Carrie waved. “Hi, Sebastian.” His former house sitter looked radiant with happiness. She still lived in the building with her husband, Trent Tanford. Sebastian held Trent personally responsible for his own overloaded answering machine and teetering stacks of mail.
Still, he didn’t begrudge Carrie her happiness. He kissed her on both cheeks. “Marriage appears to be treating you well.”
“It is. And we’re getting married again.” She blushed.
“Already? To whom?” He raised an eyebrow and tried not to grin.
“Each other, of course. But our last wedding was kind of…rushed. This time we’re going to make it perfect.” Her eyes sparkled. “You will come, won’t you?”
“I can never resist a wedding.” Sebastian did enjoy weddings, with their promise of a bright future and children and the continuation of life’s cycle.

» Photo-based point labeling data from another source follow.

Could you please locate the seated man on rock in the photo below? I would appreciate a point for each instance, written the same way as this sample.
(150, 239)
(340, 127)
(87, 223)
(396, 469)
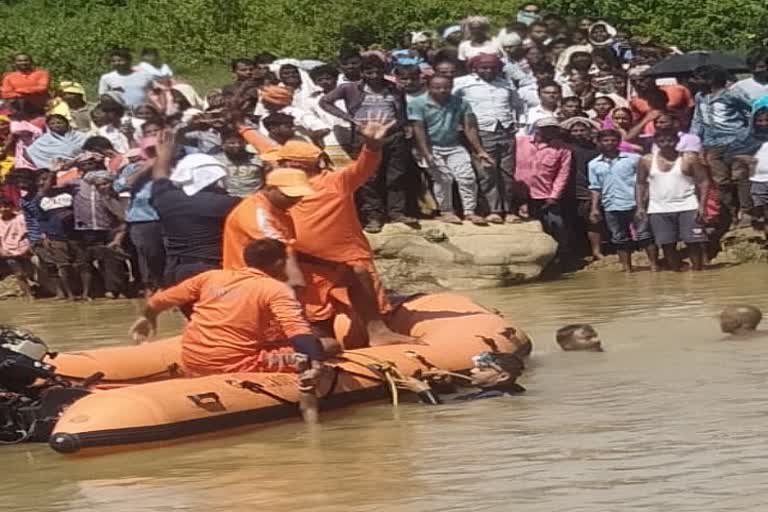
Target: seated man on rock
(579, 337)
(740, 319)
(326, 239)
(245, 320)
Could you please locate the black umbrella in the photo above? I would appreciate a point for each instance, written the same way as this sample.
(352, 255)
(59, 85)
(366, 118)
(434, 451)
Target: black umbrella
(686, 63)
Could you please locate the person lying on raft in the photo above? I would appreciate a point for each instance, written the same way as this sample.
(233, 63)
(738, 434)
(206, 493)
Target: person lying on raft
(579, 337)
(330, 259)
(494, 374)
(245, 320)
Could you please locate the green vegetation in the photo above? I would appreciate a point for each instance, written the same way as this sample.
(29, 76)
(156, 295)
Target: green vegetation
(71, 36)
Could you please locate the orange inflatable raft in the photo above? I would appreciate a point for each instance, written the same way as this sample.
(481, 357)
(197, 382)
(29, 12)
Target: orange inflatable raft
(147, 401)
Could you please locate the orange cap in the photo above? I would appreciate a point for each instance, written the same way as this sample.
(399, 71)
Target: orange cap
(294, 150)
(291, 182)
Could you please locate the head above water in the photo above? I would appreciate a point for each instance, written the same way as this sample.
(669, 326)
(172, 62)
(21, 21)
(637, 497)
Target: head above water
(740, 318)
(578, 337)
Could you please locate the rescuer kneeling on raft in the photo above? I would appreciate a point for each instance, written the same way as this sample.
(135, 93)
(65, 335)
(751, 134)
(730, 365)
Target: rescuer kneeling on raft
(245, 320)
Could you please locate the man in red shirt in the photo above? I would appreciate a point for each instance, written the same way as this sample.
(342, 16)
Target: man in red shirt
(26, 83)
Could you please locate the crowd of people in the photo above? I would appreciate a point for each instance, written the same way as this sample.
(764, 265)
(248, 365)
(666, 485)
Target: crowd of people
(546, 119)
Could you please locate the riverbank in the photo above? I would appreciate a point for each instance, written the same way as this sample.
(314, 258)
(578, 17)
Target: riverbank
(437, 257)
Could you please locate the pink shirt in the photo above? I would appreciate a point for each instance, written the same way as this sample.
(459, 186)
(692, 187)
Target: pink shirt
(543, 168)
(13, 241)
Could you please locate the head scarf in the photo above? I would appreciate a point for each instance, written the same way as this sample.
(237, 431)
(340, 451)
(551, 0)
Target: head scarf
(451, 30)
(759, 104)
(277, 95)
(52, 146)
(197, 171)
(421, 37)
(72, 88)
(527, 17)
(608, 28)
(484, 59)
(509, 39)
(93, 176)
(190, 94)
(570, 123)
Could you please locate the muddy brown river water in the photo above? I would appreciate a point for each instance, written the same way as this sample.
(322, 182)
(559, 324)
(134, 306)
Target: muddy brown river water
(672, 417)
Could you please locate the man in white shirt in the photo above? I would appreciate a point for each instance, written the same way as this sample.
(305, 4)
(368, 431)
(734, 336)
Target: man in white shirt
(130, 84)
(755, 87)
(494, 102)
(550, 94)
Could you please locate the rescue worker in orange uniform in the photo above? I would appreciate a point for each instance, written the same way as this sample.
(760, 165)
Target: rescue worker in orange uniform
(331, 250)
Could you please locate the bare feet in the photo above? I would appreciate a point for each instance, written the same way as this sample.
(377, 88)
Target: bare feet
(449, 218)
(477, 220)
(380, 335)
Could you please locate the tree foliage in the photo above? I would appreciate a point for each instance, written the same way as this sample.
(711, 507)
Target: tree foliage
(71, 37)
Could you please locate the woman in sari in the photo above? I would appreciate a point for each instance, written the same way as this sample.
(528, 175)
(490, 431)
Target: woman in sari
(59, 143)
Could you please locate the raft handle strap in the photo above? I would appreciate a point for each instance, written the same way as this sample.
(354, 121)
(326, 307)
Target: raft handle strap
(208, 401)
(255, 387)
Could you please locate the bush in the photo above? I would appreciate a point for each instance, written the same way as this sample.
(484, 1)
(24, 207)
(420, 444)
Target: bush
(74, 35)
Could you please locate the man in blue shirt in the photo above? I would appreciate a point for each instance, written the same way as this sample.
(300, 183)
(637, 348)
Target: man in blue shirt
(612, 177)
(722, 118)
(436, 118)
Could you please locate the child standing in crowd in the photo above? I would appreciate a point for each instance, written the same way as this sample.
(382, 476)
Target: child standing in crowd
(612, 182)
(436, 118)
(14, 246)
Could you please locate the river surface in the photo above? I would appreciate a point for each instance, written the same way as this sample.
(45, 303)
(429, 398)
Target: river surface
(672, 417)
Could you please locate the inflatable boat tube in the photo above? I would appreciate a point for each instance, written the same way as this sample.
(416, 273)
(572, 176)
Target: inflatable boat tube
(452, 328)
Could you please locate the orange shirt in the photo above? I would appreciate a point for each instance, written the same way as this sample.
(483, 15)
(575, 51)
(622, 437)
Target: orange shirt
(253, 219)
(326, 221)
(236, 312)
(32, 86)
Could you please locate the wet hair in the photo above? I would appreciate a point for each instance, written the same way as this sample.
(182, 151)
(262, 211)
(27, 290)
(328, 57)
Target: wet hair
(564, 333)
(120, 52)
(323, 70)
(740, 317)
(264, 58)
(372, 62)
(241, 61)
(288, 66)
(757, 56)
(276, 119)
(263, 253)
(549, 83)
(718, 75)
(347, 53)
(98, 144)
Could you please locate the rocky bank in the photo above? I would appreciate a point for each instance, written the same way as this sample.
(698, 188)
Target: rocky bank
(445, 256)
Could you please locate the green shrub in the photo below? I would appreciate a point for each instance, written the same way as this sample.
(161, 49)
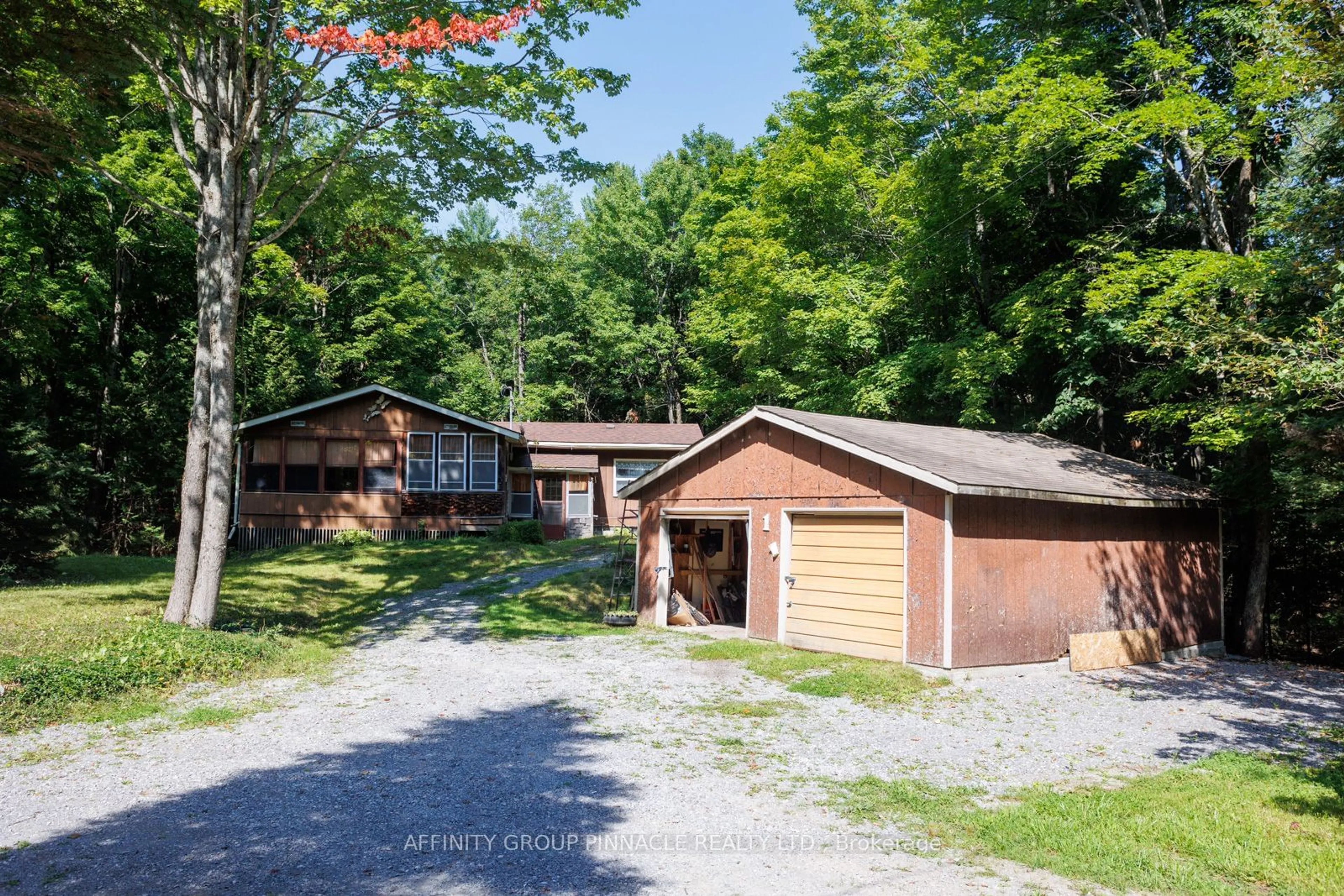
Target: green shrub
(152, 655)
(521, 532)
(351, 538)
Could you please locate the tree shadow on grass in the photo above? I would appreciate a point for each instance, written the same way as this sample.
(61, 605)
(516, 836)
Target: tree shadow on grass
(362, 821)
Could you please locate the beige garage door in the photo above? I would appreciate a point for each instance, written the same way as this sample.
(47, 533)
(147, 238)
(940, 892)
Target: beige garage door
(850, 585)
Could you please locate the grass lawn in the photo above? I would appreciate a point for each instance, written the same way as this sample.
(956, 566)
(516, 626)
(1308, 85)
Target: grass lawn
(89, 645)
(823, 675)
(568, 605)
(1230, 824)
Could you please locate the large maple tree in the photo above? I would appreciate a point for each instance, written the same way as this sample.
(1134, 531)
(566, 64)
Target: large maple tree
(265, 100)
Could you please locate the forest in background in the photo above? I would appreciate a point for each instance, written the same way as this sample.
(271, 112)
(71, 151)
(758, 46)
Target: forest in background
(1116, 222)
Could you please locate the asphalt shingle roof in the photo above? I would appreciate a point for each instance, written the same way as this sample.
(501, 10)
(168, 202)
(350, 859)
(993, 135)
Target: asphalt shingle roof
(678, 435)
(1003, 461)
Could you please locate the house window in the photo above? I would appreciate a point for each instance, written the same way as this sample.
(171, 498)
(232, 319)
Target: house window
(553, 500)
(420, 463)
(553, 489)
(452, 463)
(302, 465)
(581, 498)
(342, 465)
(262, 465)
(484, 464)
(379, 467)
(521, 496)
(630, 471)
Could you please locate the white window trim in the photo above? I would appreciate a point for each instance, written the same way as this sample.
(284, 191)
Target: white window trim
(433, 463)
(495, 461)
(616, 480)
(569, 498)
(439, 461)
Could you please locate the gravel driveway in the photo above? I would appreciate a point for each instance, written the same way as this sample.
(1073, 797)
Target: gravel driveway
(439, 761)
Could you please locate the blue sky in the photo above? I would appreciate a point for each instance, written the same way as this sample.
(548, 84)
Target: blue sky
(723, 64)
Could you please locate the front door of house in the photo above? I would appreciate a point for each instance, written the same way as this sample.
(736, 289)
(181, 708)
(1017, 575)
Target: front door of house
(552, 488)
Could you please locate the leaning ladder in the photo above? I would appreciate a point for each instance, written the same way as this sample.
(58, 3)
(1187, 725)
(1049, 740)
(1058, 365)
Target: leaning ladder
(623, 565)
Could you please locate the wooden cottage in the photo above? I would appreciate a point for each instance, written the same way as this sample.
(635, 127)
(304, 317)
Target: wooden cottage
(373, 459)
(574, 471)
(925, 544)
(376, 459)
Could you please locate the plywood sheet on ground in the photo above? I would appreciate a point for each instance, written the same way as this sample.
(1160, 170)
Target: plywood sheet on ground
(1111, 649)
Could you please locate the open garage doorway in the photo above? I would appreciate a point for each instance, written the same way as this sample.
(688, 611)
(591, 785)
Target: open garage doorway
(707, 570)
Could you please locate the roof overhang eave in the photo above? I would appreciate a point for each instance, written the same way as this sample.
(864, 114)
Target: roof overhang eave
(368, 390)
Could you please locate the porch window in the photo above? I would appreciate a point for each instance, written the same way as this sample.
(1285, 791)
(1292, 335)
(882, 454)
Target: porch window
(484, 464)
(302, 465)
(342, 465)
(420, 463)
(262, 465)
(581, 496)
(452, 463)
(379, 467)
(630, 471)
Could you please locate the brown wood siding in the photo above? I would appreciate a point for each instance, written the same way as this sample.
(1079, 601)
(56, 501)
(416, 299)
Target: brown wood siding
(768, 469)
(1029, 574)
(386, 511)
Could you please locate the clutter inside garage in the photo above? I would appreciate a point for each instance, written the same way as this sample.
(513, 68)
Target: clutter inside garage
(709, 573)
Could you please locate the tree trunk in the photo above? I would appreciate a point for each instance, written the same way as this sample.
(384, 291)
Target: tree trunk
(1257, 585)
(227, 261)
(198, 452)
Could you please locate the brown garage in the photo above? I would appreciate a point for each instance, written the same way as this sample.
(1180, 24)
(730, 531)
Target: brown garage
(926, 544)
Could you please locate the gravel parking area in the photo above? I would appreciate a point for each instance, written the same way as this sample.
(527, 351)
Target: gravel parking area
(437, 761)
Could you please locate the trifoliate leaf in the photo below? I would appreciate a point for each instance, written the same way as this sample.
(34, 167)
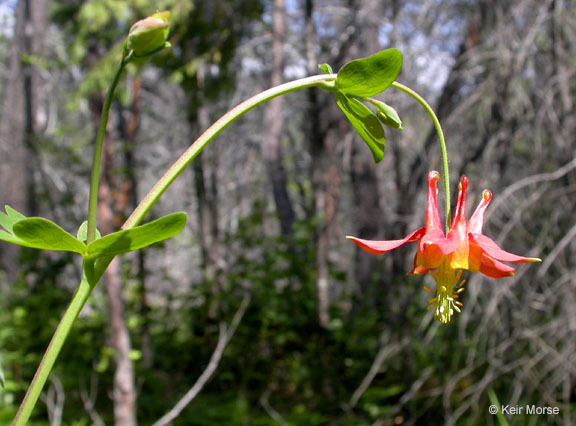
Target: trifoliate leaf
(365, 123)
(40, 233)
(138, 237)
(369, 76)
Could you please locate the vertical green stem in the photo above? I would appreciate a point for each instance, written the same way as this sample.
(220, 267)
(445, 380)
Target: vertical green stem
(95, 177)
(443, 151)
(85, 288)
(51, 354)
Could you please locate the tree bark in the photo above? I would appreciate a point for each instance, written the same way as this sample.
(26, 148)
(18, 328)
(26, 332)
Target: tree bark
(274, 126)
(124, 391)
(206, 186)
(18, 129)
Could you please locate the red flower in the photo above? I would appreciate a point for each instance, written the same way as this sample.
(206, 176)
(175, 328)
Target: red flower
(445, 256)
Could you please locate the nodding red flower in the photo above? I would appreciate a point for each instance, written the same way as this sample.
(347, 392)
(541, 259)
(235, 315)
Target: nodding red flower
(444, 257)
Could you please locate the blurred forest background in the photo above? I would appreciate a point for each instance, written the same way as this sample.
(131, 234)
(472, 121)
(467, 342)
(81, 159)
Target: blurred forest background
(261, 312)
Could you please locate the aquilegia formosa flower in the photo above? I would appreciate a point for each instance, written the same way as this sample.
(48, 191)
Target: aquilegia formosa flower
(444, 257)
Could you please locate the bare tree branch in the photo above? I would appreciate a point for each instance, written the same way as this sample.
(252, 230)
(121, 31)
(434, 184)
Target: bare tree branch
(223, 340)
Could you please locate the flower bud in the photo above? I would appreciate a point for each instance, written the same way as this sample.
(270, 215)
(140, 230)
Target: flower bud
(386, 114)
(148, 35)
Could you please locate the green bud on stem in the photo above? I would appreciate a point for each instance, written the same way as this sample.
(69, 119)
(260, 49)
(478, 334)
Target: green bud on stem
(148, 35)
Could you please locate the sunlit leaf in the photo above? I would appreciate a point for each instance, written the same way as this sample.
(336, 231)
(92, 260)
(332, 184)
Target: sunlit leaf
(138, 237)
(366, 124)
(326, 68)
(82, 233)
(386, 114)
(369, 76)
(40, 233)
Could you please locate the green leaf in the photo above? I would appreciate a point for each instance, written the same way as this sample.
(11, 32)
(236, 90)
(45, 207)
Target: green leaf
(326, 68)
(8, 219)
(386, 114)
(369, 76)
(365, 123)
(14, 215)
(40, 233)
(138, 237)
(82, 233)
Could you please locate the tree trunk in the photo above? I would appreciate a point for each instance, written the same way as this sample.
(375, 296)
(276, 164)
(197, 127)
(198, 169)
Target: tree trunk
(206, 186)
(274, 126)
(324, 177)
(18, 129)
(124, 392)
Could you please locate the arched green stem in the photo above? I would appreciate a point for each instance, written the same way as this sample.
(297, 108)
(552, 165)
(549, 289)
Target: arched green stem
(85, 287)
(325, 81)
(443, 151)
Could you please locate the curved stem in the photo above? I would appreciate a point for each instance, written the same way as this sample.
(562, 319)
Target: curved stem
(325, 81)
(96, 162)
(443, 151)
(52, 352)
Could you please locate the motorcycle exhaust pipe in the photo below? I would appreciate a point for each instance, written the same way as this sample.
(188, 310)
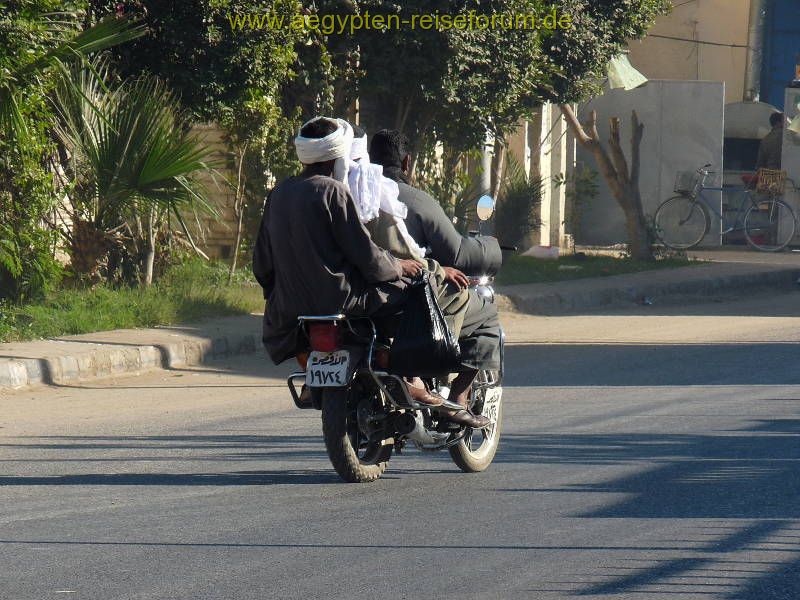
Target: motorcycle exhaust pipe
(411, 425)
(405, 423)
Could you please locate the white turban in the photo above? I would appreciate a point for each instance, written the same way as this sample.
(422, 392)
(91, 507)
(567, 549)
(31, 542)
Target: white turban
(335, 146)
(373, 193)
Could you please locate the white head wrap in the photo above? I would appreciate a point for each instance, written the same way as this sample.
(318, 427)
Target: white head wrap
(335, 146)
(372, 193)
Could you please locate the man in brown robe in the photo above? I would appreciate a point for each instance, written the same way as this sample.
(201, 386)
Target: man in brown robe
(313, 256)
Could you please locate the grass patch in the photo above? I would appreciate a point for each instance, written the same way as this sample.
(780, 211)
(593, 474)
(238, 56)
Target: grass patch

All Caspians loved weddings.
His heart squeezed.
If he could just find Tessa and convince her to marry him.
“Do you notice something different about Julia?”
“What?” Carrie’s words tugged him back to the present. He scanned Julia. He’d heard that the former resident of his building had married Wall Street whiz Max Rolland a couple of months ago. She’d moved into his place just a block or so away. Julia looked lovely as always, her blue eyes shining and her skin glowing with good health. Perhaps a little plumper than usual, but he wasn’t idiotic enough to say that.
Julia laughed. “I’m pregnant, Sebastian. Five months, in fact, so don’t worry about noticing my expanded girth.”
“Congratulations.” He kissed her on both cheeks, and again for luck. His heart tugged again. “Your baby will bring you and Max so much joy.”
Joy he wanted to share with Tessa.
Pain sent a surge of adrenaline spearing through him. He grabbed Carrie’s arm. “Carrie, you and Tessa were friends, weren’t you?”